Advance: Redefine what’s possible
This is the part that still surprises me, even now.
I didn’t expect that AI would help me feel more like myself: more productive, more creative, more clear-headed about what I want to leave behind. But that’s what’s happened. I’ve written pieces I’m proud of. I’ve put plans in place for my future that I wouldn’t have known how to build before. I’ve started thinking less about what’s behind me and more about what I still want to build.
Advancing with AI doesn’t mean becoming someone new. It means finally having enough support to become more fully who you already are.
There’s a version of this conversation that’s about market disruption and economic transformation. That conversation matters, and it’s worth having. But there’s another version, quieter and more personal, about people who thought their best chapters were behind them, and discovered they weren’t.

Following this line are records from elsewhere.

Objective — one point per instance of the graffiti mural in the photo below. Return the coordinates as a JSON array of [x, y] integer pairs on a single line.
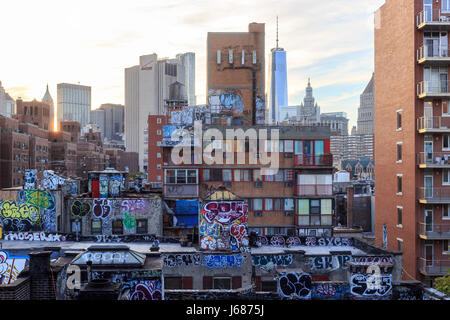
[[179, 260], [223, 225], [364, 285], [226, 102], [295, 286], [222, 261], [80, 209], [35, 236], [28, 210], [11, 267], [30, 179]]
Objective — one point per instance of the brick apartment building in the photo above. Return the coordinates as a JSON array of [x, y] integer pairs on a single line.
[[412, 135], [235, 76]]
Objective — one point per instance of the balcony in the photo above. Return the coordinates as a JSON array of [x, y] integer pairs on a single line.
[[433, 160], [311, 161], [313, 190], [434, 56], [434, 195], [314, 220], [433, 20], [433, 89], [431, 267], [434, 231], [181, 190], [433, 124]]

That’s the version I want to be part of.

Where to go from here
If you’re still on the sidelines, I get it. It’s a lot. The technology is moving fast, the claims are enormous, and it’s hard to know what any of it actually means for you and your life.
Start small. Pick one thing you’ve been putting off: a letter you haven’t written, a project you haven’t started, a question you haven’t known how to answer. Bring AI into it. Not because it will do it for you, but because it might help you do it yourself.
That’s what adoption looks like. That’s where adaptation begins. And if you stick with it, if you start to see it less as a tool and more as a collaborator, you might find yourself advancing in directions you didn’t know were still open to you.
I’m 60. I’m just getting started. You might be too.